Hmm. No, not at the moment. Can I ask why you want to do that?

shaul-pollak commented 3 years ago

of course! for instance, when im reading a tree that is the output of some program, it may have a very complicated name like GCF_somethingsomething.1_ASMsomethingsomehing this is hard for my puny human mind. i want to change it to just GCF_something. This happens quite a lot when working with external databases like NCBI or JGI Thanks for the quick answer!

richardreeve commented 3 years ago

Fair enough. I'll have a think about whether there's an easy way of doing it...

shaul-pollak commented 3 years ago

thank you!!

richardreeve commented 10 months ago

Sorry it has taken so long to get around to this, @shaul-pollak. I think I have a workaround on the off chance you're still interested. As of v0.5.1, we can export trees and so we can export and reimport through a newick tree to solve your problem, because for various nexus-format-related reasons the exported tree can have different node names than the tree in memory.

So:

julia> using Random, Phylo

julia> tree = rand(Nonultrametric(10));

julia> nn = getnodenames(tree);

julia> d = Dict(nn .=> nn);

julia> d["tip 1"] = "first tip"
"first tip"

julia> new_tree = parsenewick(Phylo.outputtree(t, Newick(d)));

julia> getleafnames(new_tree)
10-element Vector{String}:
 "tip 8"
 "tip 3"
 "tip 5"
 "tip 7"
 "tip 9"
 "first tip"
 "tip 6"
 "tip 4"
 "tip 2"
 "tip 10"

You can also skip some nodes and they'll be given default names as they are read in:

julia> ln = getleafnames(tree);

julia> d2 = Dict(ln .=> string.(Ref("newer "), ln))
Dict{String, String} with 10 entries:
  "tip 7"  => "newer tip 7"
  "tip 4"  => "newer tip 4"
  "tip 8"  => "newer tip 8"
  "tip 1"  => "newer tip 1"
  "tip 9"  => "newer tip 9"
  "tip 2"  => "newer tip 2"
  "tip 10" => "newer tip 10"
  "tip 6"  => "newer tip 6"
  "tip 5"  => "newer tip 5"
  "tip 3"  => "newer tip 3"

julia> newer_tree = parsenewick(Phylo.outputtree(t, Newick(d2)));

julia> getnodenames(newer_tree)
19-element Vector{String}:
 "Node 19"
 "Node 18"
 "Node 16"
 "newer tip 4"
 "newer tip 2"
 "newer tip 10"
 "Node 13"
 "Node 12"
 "newer tip 1"
 "newer tip 6"
 "Node 9"
 "Node 8"
 "newer tip 9"
 "newer tip 7"
 "Node 5"
 "newer tip 8"
 "Node 4"
 "newer tip 3"
 "newer tip 5"

Anyway, that's about as good as it gets at the moment. I don't know if it's still any use to you, but I thought I'd mention it just in case.

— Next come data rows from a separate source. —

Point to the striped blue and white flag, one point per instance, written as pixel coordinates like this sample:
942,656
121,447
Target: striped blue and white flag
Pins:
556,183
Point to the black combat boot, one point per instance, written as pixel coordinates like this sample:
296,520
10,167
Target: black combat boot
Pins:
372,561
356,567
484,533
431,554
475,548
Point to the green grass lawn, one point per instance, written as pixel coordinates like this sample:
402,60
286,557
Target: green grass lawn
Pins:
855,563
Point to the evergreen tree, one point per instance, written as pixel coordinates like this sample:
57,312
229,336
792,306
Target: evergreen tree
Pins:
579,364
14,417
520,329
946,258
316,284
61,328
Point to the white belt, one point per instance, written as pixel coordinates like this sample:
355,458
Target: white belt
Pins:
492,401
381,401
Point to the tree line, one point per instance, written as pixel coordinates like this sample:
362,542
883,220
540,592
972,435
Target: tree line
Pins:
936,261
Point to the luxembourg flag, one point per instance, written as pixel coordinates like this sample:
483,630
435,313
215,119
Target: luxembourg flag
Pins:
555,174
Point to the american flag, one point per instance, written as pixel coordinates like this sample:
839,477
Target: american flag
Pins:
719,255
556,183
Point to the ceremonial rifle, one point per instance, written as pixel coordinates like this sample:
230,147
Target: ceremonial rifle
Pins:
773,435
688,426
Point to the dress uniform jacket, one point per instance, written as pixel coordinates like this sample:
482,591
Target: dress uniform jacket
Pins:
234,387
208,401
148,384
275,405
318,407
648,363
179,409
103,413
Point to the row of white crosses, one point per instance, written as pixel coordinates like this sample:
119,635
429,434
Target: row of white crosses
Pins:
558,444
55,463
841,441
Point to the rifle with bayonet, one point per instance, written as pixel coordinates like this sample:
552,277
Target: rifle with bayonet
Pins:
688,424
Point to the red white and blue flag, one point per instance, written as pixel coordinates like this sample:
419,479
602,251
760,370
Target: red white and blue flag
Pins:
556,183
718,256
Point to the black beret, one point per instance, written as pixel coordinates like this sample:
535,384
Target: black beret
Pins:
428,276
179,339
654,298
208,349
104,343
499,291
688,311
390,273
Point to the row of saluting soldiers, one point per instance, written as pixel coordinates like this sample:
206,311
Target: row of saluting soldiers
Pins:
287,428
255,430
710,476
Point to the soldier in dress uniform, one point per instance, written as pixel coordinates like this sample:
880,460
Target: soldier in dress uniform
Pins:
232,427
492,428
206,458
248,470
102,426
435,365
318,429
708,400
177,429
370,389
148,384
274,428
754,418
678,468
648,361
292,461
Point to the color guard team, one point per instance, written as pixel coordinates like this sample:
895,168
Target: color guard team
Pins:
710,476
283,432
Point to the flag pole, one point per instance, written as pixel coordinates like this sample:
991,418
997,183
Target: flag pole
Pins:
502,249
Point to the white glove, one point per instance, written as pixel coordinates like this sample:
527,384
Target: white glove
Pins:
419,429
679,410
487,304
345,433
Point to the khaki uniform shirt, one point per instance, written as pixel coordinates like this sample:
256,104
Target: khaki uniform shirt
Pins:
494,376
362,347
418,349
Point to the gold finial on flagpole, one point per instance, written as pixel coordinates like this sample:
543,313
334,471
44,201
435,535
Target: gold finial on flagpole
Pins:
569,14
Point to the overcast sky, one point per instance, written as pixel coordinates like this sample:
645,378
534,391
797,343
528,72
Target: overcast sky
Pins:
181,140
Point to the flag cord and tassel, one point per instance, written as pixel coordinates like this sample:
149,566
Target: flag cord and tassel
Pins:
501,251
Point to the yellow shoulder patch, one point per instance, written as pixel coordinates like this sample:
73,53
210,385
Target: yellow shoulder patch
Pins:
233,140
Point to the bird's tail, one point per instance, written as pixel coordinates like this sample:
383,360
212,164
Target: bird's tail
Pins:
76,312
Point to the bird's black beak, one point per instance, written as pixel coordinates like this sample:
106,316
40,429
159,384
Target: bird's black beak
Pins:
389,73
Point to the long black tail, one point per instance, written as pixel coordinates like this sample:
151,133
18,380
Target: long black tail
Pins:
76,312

richardreeve commented 10 months ago

Okay, renamenode!(tree, node, "new name") now works for some tree types in #91. It'll return true if it succeeds (it may fail even for supported tree types if the new name is a duplicate), and false if it fails or the tree type is not supported. The new RecursiveTree types are able to rename nodes (so long as there is no leaf information, or it's a Dict, which includes the default types like RootedTree).